I remember a woman in a church based recovery group back in 1996 and her father had molested her. She is still, to this day, the most wounded human being I’ve ever met and I remember thinking how awful it must have been to have your own father sexually molest you. And I wondered how a woman could ever trust “Father God” coming from that. She didn’t and she was so broken, fearful and wounded.
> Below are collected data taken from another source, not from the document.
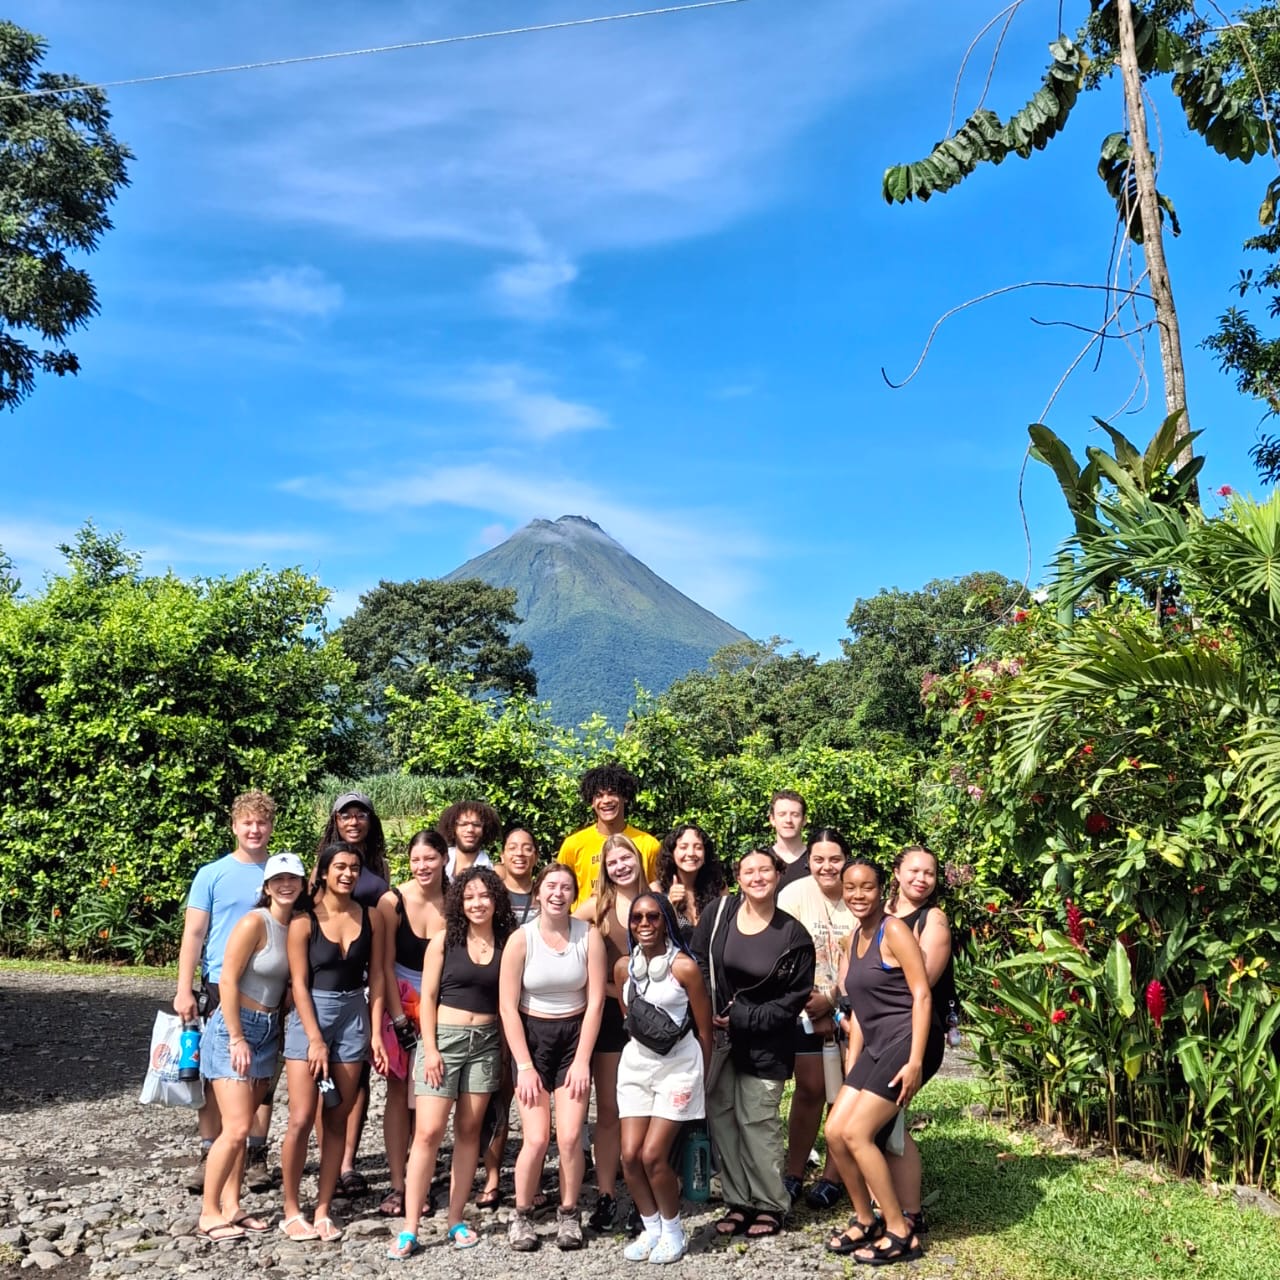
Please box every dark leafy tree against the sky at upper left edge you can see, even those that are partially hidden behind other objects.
[0,22,132,408]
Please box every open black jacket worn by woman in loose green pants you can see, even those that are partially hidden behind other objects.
[691,895,814,1080]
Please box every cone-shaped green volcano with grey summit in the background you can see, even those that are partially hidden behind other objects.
[444,516,745,724]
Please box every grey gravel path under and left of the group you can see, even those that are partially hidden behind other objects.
[0,972,952,1280]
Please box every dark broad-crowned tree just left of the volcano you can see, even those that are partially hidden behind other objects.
[338,577,538,737]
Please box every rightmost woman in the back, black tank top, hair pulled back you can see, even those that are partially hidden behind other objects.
[886,845,960,1231]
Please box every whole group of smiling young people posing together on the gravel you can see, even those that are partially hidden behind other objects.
[174,764,954,1263]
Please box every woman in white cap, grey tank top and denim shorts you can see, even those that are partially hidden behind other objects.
[198,854,306,1240]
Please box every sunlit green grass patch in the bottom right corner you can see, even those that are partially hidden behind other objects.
[916,1080,1280,1280]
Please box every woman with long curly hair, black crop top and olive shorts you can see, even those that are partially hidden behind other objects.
[387,867,516,1258]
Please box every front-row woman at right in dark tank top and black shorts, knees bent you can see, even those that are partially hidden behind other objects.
[827,858,937,1265]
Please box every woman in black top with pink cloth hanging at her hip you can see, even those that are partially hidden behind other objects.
[378,831,448,1217]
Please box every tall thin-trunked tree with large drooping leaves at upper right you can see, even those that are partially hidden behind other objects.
[883,0,1271,481]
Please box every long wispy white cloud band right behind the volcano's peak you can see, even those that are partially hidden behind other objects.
[280,462,769,621]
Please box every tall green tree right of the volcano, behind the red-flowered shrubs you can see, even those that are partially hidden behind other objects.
[841,573,1027,744]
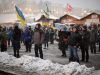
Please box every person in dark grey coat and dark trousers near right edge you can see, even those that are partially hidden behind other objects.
[90,26,98,54]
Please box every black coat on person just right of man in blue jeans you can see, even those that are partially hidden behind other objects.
[80,30,90,49]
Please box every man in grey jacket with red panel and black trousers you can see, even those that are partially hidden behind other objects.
[34,24,44,59]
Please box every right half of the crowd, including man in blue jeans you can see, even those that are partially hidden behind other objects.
[58,23,100,63]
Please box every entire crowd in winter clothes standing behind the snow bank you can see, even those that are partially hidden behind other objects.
[0,23,100,63]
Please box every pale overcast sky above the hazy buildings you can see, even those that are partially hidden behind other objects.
[33,0,100,10]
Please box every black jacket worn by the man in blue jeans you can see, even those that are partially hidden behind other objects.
[68,32,82,47]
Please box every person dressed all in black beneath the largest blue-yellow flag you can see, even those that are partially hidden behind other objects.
[12,23,21,58]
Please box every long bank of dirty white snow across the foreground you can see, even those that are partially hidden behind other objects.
[0,53,94,75]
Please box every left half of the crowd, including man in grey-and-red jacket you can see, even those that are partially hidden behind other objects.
[0,23,55,59]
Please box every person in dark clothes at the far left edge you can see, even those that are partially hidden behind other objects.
[0,27,6,52]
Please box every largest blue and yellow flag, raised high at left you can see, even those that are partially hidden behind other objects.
[15,5,26,26]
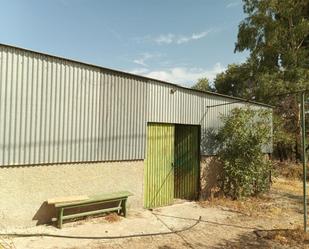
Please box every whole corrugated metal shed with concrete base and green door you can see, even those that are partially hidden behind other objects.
[0,44,271,226]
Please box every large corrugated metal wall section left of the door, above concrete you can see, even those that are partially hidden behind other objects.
[0,46,147,165]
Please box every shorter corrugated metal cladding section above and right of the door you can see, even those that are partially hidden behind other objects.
[147,81,271,155]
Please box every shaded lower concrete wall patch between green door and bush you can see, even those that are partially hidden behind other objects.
[200,156,223,200]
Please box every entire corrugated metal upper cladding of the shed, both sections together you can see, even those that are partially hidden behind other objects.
[0,45,271,165]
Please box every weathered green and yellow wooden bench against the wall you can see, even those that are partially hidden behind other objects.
[54,191,132,229]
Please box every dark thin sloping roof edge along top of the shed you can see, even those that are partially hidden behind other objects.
[0,42,274,108]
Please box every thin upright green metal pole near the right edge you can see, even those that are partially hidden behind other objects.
[301,92,307,232]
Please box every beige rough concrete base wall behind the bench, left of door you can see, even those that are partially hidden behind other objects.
[0,161,144,227]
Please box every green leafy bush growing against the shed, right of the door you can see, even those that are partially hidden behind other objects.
[218,108,271,198]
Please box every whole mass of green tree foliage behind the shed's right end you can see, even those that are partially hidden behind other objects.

That was when I found out the word for God “Abba” does NOT indicate male but instead indicates “one who sustains.” If you have a hard time with the idea of a loving father God due to a horrible relationship with your own father, look to God as “Abba” God who loves you and sustains you. God is both male and female and above humanity in every way. This helped me to trust the Lord when I was struggling with issues about my own fathers (all 4 of ‘em!) and my prayer is that this helps you too.
The above lists describe characteristics as opposed to delving into specific behaviors. I highly recommend reading how narc moms act (view here) because I suspect that the behaviors are similar and if you’re trying to figure out if your father is a narcissist, the TYPES of behaviors and words that are probably common for both male narcissists AND female narcissists may help you.